Meriel looked at him and raised her eyebrows.
“It’s that important?” he asked, and she nodded.
“No, M, I’m not gonna do that. I’ll figure out something,” he said while playing with his link. “I’ll drop something in a locker at the Greylight Station near red-zone, number forty-eight. It’ll be keyed to your thumb.”
“Can you get the schedule for the security rounds?”
He put three fingers to his temple. “Yes, I have a premonition that someone will call in sick today. Give me an hour or so. No less. You gonna visit me later?”
“Yup.”
“Head on over to red-zone, and I’ll send something.”
***
Dr. Ferrell pulled up the ship’s roster and noted that Meriel, like many of the crew, had signed out and was not expected back for hours. Carrying a journal and stylus for camouflage, he walked down the passageway of the
Tiger
while looking around at each turn to see if someone had followed him.
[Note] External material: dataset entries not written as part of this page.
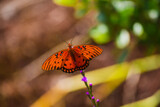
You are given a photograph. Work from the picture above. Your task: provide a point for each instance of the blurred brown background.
(32, 30)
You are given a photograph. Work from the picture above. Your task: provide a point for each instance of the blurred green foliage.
(123, 19)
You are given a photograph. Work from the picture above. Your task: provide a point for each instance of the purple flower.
(81, 71)
(87, 93)
(84, 79)
(92, 97)
(97, 100)
(90, 84)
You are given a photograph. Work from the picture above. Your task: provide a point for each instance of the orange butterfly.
(72, 59)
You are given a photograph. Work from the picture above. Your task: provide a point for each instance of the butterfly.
(72, 59)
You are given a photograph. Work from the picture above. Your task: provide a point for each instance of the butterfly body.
(72, 59)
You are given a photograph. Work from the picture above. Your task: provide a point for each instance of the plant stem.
(90, 91)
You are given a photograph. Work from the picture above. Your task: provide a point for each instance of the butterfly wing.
(55, 61)
(88, 51)
(73, 62)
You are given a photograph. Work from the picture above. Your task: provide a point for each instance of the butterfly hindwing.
(55, 61)
(74, 62)
(89, 51)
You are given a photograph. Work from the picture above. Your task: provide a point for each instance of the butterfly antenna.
(77, 33)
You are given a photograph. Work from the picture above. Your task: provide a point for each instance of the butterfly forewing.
(72, 59)
(55, 61)
(89, 51)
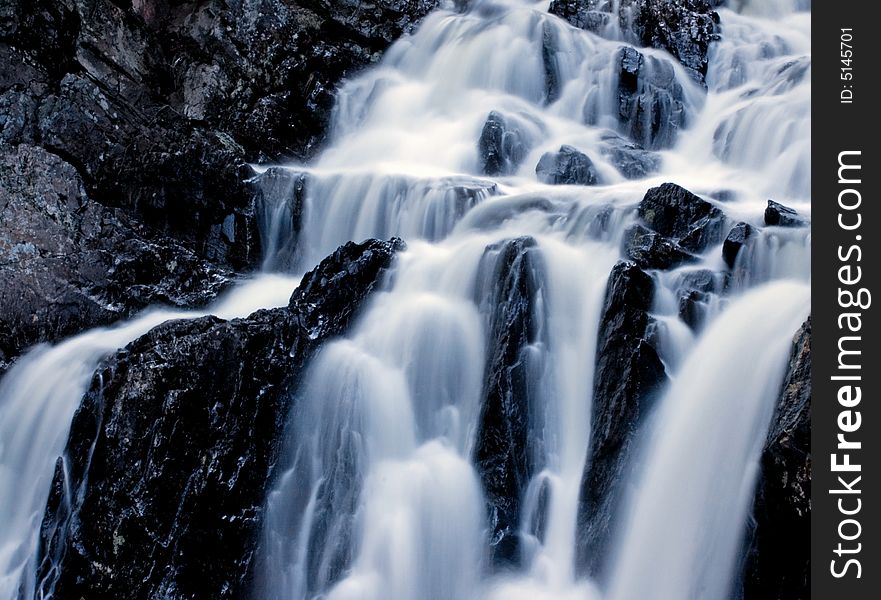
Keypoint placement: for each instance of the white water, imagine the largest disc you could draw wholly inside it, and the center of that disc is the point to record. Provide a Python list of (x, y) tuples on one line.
[(398, 511), (377, 497)]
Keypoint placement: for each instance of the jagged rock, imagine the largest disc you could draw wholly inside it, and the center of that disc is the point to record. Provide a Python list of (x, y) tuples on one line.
[(628, 374), (778, 560), (676, 213), (504, 454), (651, 106), (549, 61), (502, 145), (280, 190), (694, 290), (566, 167), (168, 457), (783, 216), (161, 104), (67, 263), (651, 250), (684, 28), (737, 238), (631, 160)]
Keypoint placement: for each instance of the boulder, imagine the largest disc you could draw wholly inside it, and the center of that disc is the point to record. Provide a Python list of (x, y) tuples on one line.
[(68, 263), (783, 216), (161, 105), (627, 376), (695, 289), (779, 558), (651, 250), (679, 215), (569, 166), (684, 28), (737, 238), (502, 145), (505, 454), (651, 103), (632, 160), (161, 490)]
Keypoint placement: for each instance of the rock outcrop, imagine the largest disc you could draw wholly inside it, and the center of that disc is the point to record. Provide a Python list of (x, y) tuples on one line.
[(68, 263), (568, 166), (651, 107), (502, 145), (778, 559), (161, 104), (782, 216), (628, 374), (156, 107), (505, 454), (739, 236), (684, 28), (161, 489)]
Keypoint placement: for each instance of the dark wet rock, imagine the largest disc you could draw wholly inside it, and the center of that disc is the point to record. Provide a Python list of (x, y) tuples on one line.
[(569, 166), (651, 106), (549, 60), (695, 290), (679, 215), (737, 238), (651, 250), (168, 457), (161, 104), (279, 202), (684, 28), (68, 263), (778, 559), (502, 145), (632, 160), (783, 216), (505, 455), (627, 376)]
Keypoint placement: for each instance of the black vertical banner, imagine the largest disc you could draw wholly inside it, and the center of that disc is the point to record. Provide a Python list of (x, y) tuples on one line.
[(846, 435)]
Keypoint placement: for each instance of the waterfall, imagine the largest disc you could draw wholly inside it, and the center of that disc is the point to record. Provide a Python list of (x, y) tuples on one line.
[(380, 496), (437, 451), (38, 398)]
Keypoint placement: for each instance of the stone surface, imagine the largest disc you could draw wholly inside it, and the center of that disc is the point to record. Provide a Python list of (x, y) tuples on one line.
[(737, 238), (651, 108), (627, 376), (650, 250), (568, 166), (67, 263), (632, 160), (502, 145), (783, 216), (679, 215), (778, 559), (168, 457), (161, 104), (505, 454), (684, 28)]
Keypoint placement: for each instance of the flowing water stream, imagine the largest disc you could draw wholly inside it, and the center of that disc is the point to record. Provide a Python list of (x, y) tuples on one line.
[(377, 496)]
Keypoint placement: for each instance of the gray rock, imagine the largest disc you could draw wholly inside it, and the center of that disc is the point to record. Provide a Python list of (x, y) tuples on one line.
[(779, 559), (569, 166), (67, 263), (169, 455)]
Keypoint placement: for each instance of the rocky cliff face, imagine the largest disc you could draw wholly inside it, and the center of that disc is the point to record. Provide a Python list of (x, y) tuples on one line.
[(153, 110), (160, 492), (778, 559), (68, 263), (505, 456)]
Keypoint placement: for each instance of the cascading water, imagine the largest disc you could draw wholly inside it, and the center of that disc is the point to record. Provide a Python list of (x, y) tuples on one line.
[(38, 398), (379, 493)]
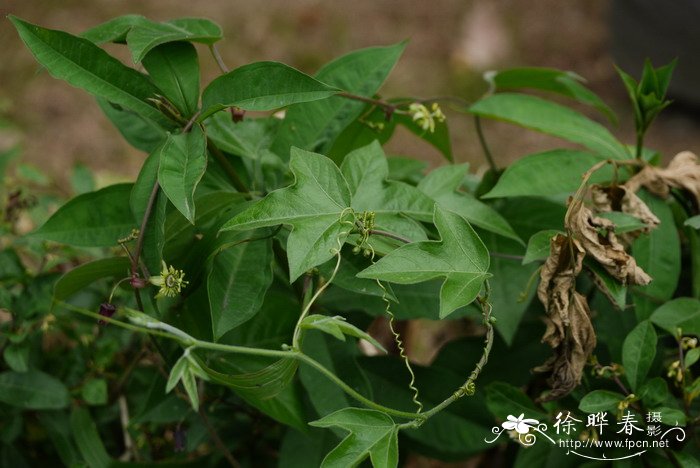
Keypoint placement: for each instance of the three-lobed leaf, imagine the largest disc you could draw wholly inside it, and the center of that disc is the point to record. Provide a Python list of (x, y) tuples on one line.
[(315, 125), (262, 86), (84, 65), (443, 185), (372, 433), (183, 160), (238, 280), (366, 170), (460, 257), (315, 206), (94, 219), (554, 119), (174, 68), (638, 352), (338, 327), (146, 35), (549, 173)]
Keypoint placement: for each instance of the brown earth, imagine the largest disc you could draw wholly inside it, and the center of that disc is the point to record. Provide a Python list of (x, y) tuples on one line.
[(451, 44)]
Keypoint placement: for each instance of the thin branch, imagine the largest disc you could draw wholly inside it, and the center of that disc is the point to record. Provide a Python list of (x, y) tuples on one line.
[(388, 107), (484, 144), (217, 57), (390, 235), (142, 233)]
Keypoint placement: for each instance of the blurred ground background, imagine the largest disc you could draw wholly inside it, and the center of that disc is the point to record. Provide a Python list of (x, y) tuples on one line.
[(451, 43)]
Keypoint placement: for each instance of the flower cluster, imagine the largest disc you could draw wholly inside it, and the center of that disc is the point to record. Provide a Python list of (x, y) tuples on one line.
[(425, 117), (170, 281)]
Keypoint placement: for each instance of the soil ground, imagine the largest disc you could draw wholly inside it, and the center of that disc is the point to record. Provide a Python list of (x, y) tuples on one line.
[(451, 44)]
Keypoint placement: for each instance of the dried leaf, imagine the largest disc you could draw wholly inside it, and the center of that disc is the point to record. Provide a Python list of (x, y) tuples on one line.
[(572, 352), (569, 329), (599, 241), (621, 198), (682, 173)]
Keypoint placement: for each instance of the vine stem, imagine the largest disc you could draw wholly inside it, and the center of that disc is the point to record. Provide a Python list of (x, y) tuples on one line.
[(142, 233), (283, 354), (484, 144), (388, 107), (390, 235)]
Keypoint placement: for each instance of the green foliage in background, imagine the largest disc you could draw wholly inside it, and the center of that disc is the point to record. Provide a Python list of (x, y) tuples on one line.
[(241, 302)]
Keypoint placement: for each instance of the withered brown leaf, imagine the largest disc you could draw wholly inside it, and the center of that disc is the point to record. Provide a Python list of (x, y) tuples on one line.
[(569, 329), (599, 241), (683, 172)]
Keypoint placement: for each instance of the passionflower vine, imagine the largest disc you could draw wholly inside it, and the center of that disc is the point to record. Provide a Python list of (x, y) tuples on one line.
[(424, 117), (170, 281), (520, 424)]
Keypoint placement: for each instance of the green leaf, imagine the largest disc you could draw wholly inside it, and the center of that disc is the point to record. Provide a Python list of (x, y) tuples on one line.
[(443, 185), (539, 245), (653, 392), (84, 275), (547, 117), (439, 139), (138, 131), (659, 254), (190, 384), (549, 173), (249, 138), (600, 401), (371, 433), (671, 416), (145, 35), (261, 383), (16, 356), (81, 179), (693, 222), (33, 390), (262, 86), (638, 352), (154, 237), (548, 79), (692, 357), (183, 160), (683, 313), (315, 206), (366, 170), (94, 392), (460, 257), (315, 125), (511, 288), (624, 222), (114, 30), (503, 399), (95, 219), (238, 281), (174, 69), (176, 373), (338, 327), (88, 439), (84, 65)]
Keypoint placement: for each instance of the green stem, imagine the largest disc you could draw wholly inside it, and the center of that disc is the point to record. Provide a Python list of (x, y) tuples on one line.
[(390, 235), (350, 391), (388, 107), (310, 302), (484, 144), (639, 146)]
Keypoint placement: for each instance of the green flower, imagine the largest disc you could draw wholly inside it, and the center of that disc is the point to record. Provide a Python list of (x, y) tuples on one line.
[(424, 117), (170, 281)]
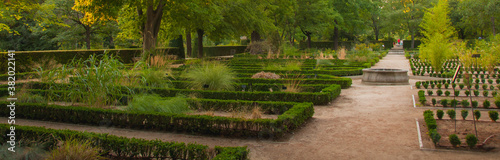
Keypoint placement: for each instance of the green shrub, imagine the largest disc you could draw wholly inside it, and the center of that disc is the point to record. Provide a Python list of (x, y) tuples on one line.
[(434, 136), (486, 104), (444, 102), (476, 93), (439, 92), (493, 115), (439, 114), (465, 103), (454, 140), (465, 113), (212, 76), (477, 114), (429, 92), (471, 140), (451, 113), (75, 149), (474, 104), (155, 103)]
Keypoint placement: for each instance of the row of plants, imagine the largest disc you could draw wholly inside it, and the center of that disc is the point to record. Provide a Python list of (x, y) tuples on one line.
[(431, 124), (464, 113), (111, 146), (455, 103), (196, 124)]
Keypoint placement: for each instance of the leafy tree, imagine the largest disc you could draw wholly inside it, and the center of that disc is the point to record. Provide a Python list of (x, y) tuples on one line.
[(438, 35)]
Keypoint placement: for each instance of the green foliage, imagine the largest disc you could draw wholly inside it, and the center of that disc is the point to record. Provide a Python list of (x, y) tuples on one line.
[(477, 114), (434, 136), (465, 113), (454, 140), (75, 149), (471, 140), (438, 33), (439, 114), (155, 103), (216, 76), (451, 113), (493, 115)]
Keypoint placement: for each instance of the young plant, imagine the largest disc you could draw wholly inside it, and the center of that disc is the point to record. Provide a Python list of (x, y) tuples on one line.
[(471, 140), (439, 114), (493, 115), (486, 104), (477, 114), (454, 140), (474, 104), (211, 76), (451, 113), (465, 103), (429, 92), (444, 102), (434, 136), (439, 92), (465, 113)]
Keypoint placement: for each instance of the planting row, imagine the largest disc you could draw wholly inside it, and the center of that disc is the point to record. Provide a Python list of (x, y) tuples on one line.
[(115, 147)]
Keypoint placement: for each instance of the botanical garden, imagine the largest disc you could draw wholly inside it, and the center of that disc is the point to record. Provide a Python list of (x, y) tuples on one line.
[(245, 79)]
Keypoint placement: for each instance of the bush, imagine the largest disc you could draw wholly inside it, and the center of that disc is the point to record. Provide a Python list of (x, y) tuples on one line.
[(493, 115), (155, 103), (434, 136), (477, 114), (465, 103), (75, 149), (471, 140), (476, 93), (444, 102), (212, 76), (429, 92), (439, 114), (439, 92), (454, 140), (465, 113), (451, 113), (486, 104)]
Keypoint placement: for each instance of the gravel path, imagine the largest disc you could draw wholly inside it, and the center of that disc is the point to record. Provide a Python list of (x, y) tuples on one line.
[(364, 122)]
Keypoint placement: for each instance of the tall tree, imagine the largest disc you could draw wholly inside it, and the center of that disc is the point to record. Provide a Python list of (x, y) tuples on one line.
[(438, 35)]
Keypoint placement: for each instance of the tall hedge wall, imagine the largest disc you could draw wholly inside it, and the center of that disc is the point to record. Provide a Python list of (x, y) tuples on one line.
[(125, 148), (25, 59), (346, 44)]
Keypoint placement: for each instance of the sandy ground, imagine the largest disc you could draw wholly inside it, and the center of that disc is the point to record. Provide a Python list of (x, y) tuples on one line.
[(364, 122)]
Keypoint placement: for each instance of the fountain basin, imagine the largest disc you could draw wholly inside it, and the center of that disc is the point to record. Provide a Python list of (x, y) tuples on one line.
[(385, 76)]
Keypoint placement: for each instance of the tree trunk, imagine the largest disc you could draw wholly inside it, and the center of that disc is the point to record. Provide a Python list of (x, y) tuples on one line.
[(493, 25), (87, 36), (200, 42), (255, 36), (152, 26), (188, 43), (308, 39), (336, 38)]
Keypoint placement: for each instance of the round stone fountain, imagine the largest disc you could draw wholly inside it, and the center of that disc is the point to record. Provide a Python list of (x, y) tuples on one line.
[(384, 76)]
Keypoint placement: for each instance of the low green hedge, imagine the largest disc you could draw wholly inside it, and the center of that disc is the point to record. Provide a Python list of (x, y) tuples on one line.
[(127, 148), (195, 124)]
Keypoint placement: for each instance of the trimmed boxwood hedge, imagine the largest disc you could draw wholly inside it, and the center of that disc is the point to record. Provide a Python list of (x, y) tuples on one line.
[(122, 147), (195, 124)]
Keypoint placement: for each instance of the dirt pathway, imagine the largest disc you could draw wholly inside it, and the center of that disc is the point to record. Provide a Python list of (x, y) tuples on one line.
[(365, 122)]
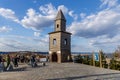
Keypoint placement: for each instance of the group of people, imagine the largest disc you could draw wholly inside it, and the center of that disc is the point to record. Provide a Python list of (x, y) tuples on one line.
[(7, 62)]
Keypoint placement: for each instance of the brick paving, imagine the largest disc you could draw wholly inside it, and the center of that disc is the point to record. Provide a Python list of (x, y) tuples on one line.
[(60, 71)]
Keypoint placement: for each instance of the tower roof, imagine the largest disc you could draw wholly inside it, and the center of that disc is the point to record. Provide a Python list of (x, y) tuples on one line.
[(60, 15)]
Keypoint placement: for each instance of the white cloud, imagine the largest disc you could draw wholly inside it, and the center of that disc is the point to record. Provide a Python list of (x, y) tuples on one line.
[(105, 22), (8, 14), (82, 15), (37, 34), (74, 16), (5, 29), (108, 3), (16, 43)]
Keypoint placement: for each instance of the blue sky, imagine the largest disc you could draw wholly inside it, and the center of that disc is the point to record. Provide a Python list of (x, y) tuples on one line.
[(25, 24)]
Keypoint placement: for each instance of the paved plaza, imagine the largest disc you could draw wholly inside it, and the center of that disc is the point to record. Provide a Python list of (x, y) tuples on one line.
[(60, 71)]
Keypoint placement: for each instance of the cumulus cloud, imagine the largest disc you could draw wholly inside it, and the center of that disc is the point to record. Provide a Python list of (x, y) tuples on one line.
[(5, 29), (108, 3), (8, 14), (16, 43), (37, 34), (74, 16), (105, 22)]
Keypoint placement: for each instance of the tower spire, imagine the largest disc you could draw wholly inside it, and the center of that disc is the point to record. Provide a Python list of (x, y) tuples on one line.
[(60, 15)]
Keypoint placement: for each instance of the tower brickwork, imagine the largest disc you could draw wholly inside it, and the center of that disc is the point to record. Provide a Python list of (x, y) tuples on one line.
[(59, 41)]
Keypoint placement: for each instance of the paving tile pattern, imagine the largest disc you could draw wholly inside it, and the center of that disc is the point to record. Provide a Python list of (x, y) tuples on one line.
[(60, 71)]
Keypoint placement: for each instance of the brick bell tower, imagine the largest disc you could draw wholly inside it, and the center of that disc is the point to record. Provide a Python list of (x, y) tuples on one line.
[(60, 41)]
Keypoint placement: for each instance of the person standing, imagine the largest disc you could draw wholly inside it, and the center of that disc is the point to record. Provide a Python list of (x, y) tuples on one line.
[(15, 61), (8, 61)]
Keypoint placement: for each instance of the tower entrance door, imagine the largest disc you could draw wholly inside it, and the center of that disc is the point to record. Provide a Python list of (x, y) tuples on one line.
[(54, 57)]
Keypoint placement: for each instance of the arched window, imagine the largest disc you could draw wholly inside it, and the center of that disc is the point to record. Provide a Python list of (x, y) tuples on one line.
[(54, 42), (57, 25), (65, 41)]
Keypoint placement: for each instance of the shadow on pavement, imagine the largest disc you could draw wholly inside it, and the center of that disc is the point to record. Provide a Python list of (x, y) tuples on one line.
[(18, 69), (87, 76)]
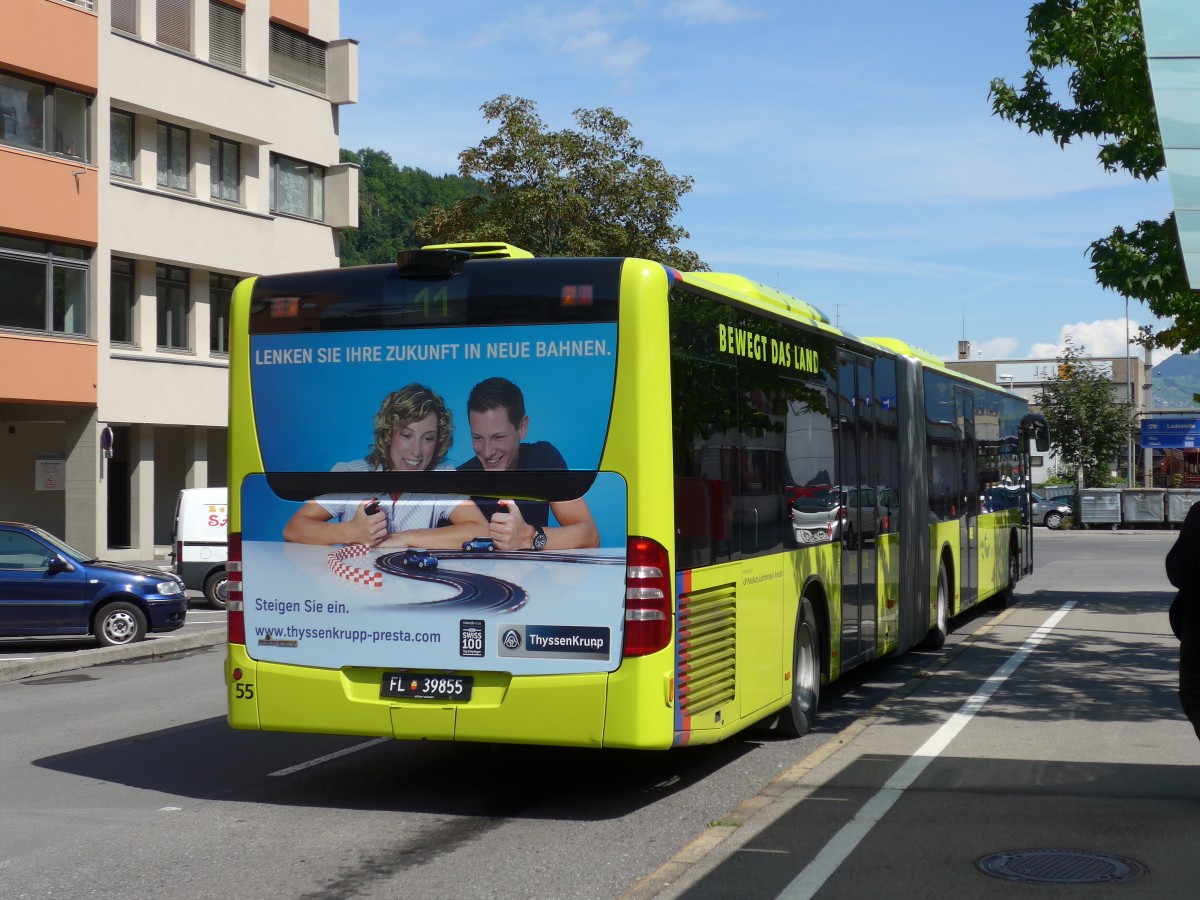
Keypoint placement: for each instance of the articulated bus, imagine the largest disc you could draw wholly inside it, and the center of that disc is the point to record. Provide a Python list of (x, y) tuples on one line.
[(481, 496)]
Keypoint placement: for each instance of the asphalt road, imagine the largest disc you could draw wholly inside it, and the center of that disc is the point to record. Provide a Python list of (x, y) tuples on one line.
[(123, 780)]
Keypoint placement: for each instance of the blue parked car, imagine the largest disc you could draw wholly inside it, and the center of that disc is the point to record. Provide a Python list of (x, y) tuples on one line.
[(49, 588)]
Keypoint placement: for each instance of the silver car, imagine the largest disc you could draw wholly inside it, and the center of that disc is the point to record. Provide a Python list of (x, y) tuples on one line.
[(1050, 513)]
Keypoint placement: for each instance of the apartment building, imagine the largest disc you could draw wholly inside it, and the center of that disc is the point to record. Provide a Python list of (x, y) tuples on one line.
[(151, 154)]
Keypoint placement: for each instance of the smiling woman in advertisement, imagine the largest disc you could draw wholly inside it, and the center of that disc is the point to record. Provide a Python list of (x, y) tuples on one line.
[(413, 431)]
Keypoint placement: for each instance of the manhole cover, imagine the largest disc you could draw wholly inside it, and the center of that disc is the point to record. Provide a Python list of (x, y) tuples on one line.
[(1060, 867)]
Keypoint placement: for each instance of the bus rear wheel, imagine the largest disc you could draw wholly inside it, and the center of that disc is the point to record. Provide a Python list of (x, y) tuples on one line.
[(216, 589), (797, 719)]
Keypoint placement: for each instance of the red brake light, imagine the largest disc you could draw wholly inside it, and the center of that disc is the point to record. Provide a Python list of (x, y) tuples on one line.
[(234, 616), (648, 597)]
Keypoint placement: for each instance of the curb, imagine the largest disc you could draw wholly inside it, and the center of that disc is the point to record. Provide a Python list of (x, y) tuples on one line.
[(150, 648)]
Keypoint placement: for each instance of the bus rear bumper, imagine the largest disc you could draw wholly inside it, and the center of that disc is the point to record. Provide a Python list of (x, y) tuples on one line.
[(567, 711)]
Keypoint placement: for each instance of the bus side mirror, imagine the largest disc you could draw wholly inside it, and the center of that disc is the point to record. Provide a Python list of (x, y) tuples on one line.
[(1035, 426)]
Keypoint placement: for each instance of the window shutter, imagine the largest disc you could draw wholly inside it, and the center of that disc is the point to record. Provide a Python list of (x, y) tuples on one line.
[(298, 59), (175, 24), (125, 16), (225, 35)]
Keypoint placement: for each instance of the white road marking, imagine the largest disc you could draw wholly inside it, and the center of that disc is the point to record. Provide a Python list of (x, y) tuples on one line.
[(319, 760), (841, 845)]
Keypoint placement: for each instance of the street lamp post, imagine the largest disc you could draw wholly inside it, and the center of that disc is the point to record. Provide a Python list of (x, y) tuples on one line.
[(1129, 450)]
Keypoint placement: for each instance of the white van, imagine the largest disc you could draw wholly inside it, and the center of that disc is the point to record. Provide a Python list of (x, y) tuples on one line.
[(201, 543)]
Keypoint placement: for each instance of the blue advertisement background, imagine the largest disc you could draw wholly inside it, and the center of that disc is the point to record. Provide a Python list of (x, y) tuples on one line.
[(313, 415)]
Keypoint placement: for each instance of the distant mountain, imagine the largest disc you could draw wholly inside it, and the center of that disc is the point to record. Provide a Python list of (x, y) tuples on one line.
[(1176, 379)]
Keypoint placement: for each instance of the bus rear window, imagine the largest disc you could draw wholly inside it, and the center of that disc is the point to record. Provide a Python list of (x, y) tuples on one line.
[(507, 292)]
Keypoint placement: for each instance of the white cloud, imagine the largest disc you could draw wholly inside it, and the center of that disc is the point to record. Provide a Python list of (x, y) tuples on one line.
[(1103, 337)]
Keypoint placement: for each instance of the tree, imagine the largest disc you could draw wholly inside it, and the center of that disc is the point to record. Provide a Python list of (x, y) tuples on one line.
[(390, 201), (588, 191), (1089, 430), (1102, 47)]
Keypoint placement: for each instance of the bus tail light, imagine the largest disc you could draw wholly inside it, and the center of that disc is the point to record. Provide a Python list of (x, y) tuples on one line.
[(648, 597), (235, 618)]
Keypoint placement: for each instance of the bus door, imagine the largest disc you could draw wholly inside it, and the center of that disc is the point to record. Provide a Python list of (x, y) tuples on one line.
[(858, 521), (969, 499)]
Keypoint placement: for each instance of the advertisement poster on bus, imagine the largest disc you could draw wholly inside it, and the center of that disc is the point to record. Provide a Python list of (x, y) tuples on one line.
[(439, 580)]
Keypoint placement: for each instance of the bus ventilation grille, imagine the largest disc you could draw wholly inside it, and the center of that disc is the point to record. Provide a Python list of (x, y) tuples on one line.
[(707, 649)]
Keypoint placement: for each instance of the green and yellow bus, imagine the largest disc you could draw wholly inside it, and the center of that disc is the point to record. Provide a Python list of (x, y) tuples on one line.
[(481, 496)]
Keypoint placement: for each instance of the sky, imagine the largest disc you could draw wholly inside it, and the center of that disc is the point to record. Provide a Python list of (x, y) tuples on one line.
[(844, 153)]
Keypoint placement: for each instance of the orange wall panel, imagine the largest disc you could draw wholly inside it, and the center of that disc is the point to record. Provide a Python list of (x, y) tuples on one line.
[(293, 13), (47, 371), (43, 198), (52, 41)]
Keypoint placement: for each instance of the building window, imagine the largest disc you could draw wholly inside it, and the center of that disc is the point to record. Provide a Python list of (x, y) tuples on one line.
[(173, 22), (120, 144), (220, 294), (45, 286), (173, 156), (121, 301), (225, 35), (41, 117), (298, 59), (172, 286), (298, 189), (125, 16), (225, 169)]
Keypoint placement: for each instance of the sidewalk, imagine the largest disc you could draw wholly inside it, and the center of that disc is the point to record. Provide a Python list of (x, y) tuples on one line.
[(1049, 749)]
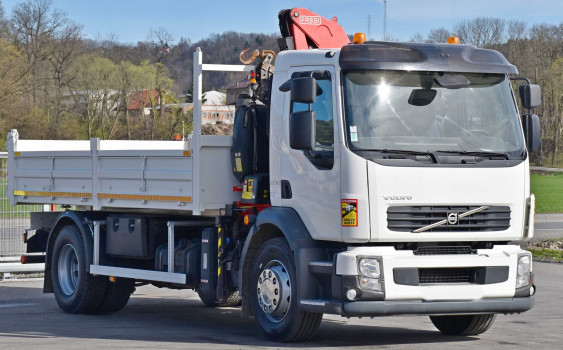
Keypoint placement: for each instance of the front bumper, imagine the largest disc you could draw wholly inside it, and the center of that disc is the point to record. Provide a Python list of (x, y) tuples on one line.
[(497, 305), (419, 307), (490, 288)]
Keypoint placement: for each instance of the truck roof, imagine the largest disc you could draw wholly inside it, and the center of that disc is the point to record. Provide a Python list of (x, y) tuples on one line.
[(424, 57)]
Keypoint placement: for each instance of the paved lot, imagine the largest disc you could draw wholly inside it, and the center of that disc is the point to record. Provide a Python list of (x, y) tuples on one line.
[(548, 226), (161, 318)]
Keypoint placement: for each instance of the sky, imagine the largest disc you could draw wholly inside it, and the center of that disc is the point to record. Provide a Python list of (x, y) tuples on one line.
[(130, 21)]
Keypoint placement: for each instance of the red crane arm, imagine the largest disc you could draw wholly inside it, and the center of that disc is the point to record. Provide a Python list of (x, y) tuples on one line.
[(310, 30)]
After passing Meriel’s cabin, he went to the intersecting passageway to look around, and then retraced his steps to her door.
The door was locked with a standard spacer biolock and fingerprint reader. It was flimsy and no match for an uninvited, but determined, guest. Every spacer knew there was no real privacy on a ship, and locks were just reminders of the ethics of never entering without an invitation. But Ferrell ignored the courtesies, jiggled the handle hard, and the door popped opened. He entered and closed the door behind him.
Ferrell checked the cabinet and found Meriel’s meds with the schedule hologram on the side of the tube that indicated she was taking them daily. The desk and drawers held nothing unusual for a cargo chief. Turning to leave, Ferrell noticed the communications display on her desk and paused. An open session would allow him to see her activities, even if he could not read the files. The bioquery came up, and Ferrell held his link, which contained copies of Meriel’s retina and voice patterns, to the console and played them.
Meriel’s console displayed a table with a list of names: Elizabeth, Tommy, Sam, Anita, and Harry and rating qualifications displayed to the right of each. Bridge, nav, comm…
A training schedule?
he guessed.
So who are they
? He took a picture of the screen with his link. Another window appeared—messages from an Elizabeth, an Anita, and a Jeremy Bell. The last text asked for more money to pursue a legal case for the
Princess
and custody for some kids.
Her old ship? How could that be?
he wondered.
J. Bell—is that the lawyer mentioned in her confidential file
?
Ferrell checked a few more files, but they all had additional encryption. Afraid that he would leave a trail of his snooping, he closed the console and left Meriel’s cabin.
The doctor then went back to his cabin and synched his link to his console. He pulled up the list of names and compared them to a roster from the
Princess
, a roster that had been sealed by court order and one he should not legally have.
***
Meriel shopped for regulation-blue maintenance overalls and a utility belt based on information that Nick sent to her. She then went to the locker just outside red-zone to pick up the ID. Inside the locker, she also found a bag containing a small pistol and a burner link. A note displayed on the link read,
use the pistol to embed the id chip in your forearm. it will hurt. two id’s are on the chip. click it to toggle between maintenance (blue) and security (red). don’t confuse them, and don’t use the security option until you need to. once you come out, you can’t go back in. turnover is high in maintenance, and they are unlikely to care about a newbie. dock m22, zero-g, diagram included. no toilets. id chip will dissolve in situ after final exit.